Concernant vos dossiers sur les besoins et projets dans le domaine du logement, j’ai constaté une omission concernant les promoteurs privés qui sont devenus légion depuis le lancement du défi des 200 000 logements. La majorité des promoteurs, affiliés à des associations professionnelles, ont des règles déontologiques précises et construisent dans les règles de l’art. Mais je suis désolé de signaler l’opportunisme et parfois même la malhonnêteté de certains d’entre eux profitant des exonérations et détournant habilement les normes établies.

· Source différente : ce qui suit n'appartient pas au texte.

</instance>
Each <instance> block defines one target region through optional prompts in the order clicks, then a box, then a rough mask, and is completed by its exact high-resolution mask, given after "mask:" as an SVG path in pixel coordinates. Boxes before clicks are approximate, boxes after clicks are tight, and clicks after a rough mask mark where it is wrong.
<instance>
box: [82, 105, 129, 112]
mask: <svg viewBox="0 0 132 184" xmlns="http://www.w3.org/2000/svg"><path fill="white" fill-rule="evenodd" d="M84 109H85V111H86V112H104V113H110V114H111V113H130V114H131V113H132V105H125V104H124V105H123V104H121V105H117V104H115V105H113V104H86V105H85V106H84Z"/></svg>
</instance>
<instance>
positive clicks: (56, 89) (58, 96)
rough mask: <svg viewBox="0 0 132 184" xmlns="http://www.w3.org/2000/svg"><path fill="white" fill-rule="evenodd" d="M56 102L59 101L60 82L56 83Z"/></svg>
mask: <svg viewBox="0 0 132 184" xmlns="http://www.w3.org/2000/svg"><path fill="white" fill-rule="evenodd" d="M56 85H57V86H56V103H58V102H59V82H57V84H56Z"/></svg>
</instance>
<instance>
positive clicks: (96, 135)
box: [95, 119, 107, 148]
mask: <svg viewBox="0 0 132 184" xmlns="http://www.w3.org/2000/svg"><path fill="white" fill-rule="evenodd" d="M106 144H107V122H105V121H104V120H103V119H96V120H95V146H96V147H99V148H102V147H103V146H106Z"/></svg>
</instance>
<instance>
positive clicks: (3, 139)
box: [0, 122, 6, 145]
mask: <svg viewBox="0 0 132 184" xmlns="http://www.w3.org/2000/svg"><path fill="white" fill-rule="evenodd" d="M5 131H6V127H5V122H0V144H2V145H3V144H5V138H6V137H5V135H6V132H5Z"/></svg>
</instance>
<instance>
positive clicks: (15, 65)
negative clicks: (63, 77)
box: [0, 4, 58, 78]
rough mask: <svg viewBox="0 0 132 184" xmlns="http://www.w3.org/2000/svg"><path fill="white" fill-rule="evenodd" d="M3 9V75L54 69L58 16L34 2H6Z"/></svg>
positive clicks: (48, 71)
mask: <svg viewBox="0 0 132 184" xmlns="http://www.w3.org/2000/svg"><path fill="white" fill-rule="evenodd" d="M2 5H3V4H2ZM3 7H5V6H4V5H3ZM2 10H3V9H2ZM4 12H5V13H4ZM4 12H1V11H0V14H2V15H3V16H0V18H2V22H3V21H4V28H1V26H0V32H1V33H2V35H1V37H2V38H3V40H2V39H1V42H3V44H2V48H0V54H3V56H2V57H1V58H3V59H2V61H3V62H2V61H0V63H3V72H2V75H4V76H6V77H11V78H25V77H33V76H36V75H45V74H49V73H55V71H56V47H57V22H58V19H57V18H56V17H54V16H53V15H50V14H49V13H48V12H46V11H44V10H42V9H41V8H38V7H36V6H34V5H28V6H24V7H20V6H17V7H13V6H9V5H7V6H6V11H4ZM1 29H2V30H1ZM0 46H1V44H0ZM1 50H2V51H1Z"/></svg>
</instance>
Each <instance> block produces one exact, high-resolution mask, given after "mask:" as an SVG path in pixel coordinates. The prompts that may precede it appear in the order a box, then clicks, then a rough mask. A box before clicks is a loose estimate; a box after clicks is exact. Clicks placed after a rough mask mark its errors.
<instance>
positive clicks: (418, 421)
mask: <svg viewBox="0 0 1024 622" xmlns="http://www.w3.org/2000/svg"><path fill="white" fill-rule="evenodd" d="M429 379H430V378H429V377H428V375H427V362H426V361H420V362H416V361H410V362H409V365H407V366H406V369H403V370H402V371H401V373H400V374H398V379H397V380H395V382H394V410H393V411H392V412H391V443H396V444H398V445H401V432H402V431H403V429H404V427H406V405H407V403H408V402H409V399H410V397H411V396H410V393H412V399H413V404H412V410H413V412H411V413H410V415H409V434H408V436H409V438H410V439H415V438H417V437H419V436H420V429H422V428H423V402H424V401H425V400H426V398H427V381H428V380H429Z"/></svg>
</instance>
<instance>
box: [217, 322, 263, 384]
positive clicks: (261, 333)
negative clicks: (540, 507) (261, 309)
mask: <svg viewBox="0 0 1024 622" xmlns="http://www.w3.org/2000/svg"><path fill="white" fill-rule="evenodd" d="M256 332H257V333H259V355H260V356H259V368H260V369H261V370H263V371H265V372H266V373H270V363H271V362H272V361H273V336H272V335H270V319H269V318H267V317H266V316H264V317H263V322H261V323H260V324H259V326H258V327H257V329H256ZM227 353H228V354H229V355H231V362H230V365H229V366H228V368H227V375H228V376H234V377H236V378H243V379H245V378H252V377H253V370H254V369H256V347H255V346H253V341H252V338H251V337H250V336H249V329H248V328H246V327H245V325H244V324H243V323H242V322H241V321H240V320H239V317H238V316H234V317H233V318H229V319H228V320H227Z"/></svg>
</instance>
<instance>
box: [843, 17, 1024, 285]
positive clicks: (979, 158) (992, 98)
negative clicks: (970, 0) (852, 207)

(…) Le logement social à 120 000 ou à 80 000 DH ne peut être réalisé correctement que par les organismes sous tutelle comme les ERAC, la SNEC, l’ANHI, etc., et donc sous le strict contrôle de l’Etat. Les opérateurs privés contraints d’ acquérir des droits sur les procédés et méthodes de construction modernes ainsi que le matériel adéquat exigeront de l’État encore plus de subventions et d’exonérations.
Un frein encore plus contraignant est celui du dessous-de-table (le noir) exigé par le vendeur, qui n’est un secret [pour personne]. Exemple : un logement économique est déclaré vendu à 190 000 DH pour pouvoir être placé dans le cadre du programme, l’acquéreur doit verser en «dessous de table» entre 50 000 et 90 000 DH selon la finition, la situation et l’orientation. Vous pouvez dire adieu donc au financement total par les banques auquel vous faites allusion dans l’un de vos articles. L’acheteur, quant à lui, voit son bien se déprécier au moment où il voudra le céder. Pour les futurs «logements sociaux», le problème se posera. Il est donc impératif de trouver les mécanismes qui obligeront le promoteur à aligner ses prix sur ceux des ERAC, SNEC et autres entreprises.